Subject Prep increases speed by at least 50%
Research a lot before you even write the first word on the subject. This helps you in many ways
- Understand the fundamentals of the subject
- Figure out the general sentiment about the subject
- How much literature is readily available about the subject, which are the go-to sources for objective, irrefutable information
- Different approaches / use-cases that are used to explain or promote the subject
Benchmark: If you are conversationally familiar with the subject – enough to hold your own in a 5-minute chat with the client – you have enough information to proceed.
- At least 2 to 3 Google searches with topic / variants of the same
- Browse top 5-8 results for each search. Keep expanding searches / results until the idea for an approach / narrative becomes clear (it doesn’t have to be in fine detail, but enough for you to know where to start and how you are going to structure it)

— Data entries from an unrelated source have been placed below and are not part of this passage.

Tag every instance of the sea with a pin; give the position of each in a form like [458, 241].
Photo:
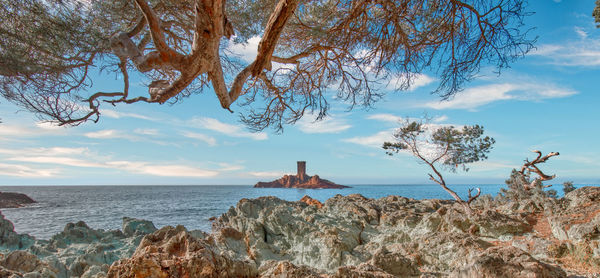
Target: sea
[103, 207]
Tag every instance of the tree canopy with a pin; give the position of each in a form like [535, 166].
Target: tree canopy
[451, 147]
[48, 49]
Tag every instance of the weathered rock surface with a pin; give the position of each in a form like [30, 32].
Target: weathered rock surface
[14, 200]
[173, 252]
[346, 236]
[78, 251]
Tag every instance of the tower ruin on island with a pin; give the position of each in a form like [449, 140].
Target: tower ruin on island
[300, 180]
[301, 170]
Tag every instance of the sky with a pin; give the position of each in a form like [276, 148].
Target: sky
[547, 101]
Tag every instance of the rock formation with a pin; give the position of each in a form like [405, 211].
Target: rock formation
[300, 180]
[346, 236]
[14, 200]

- Read all sources, but refer to only non-competitor, reliable third-party sources or internal ones (For instance, if you are going to write for Infosys, you can quote McK or BCG or older Infy posts, but not Wipro or CTS!) You don’t want to drive traffic to their sites!
- A 1000-word article can use anywhere between 4-8 hyperlinks / references. These links might not see clicks, but will convey to the reader that you’ve done your research and aren’t BS’ing them.
- Do not force-fit these links.
- Link to at least one product, portfolio item, post or service within the client’s domain itself.
- Get at least one original, watermarked image to be used as the article’s representational/featured pic.
Before sending an article in, do a quick check for the text on https://smallseotools.com/plagiarism-checker/ Since the tool allows only 1000 words, select the most relevant part(s) if article is longer than 1000 words. No article should go out if it has a Unique score of less than 90%, and ‘plagiarism’ in the form of direct lifts (allowed only for quotes or for expert opinions posted on their own own domains) must be attributed to the source through hyperlinking.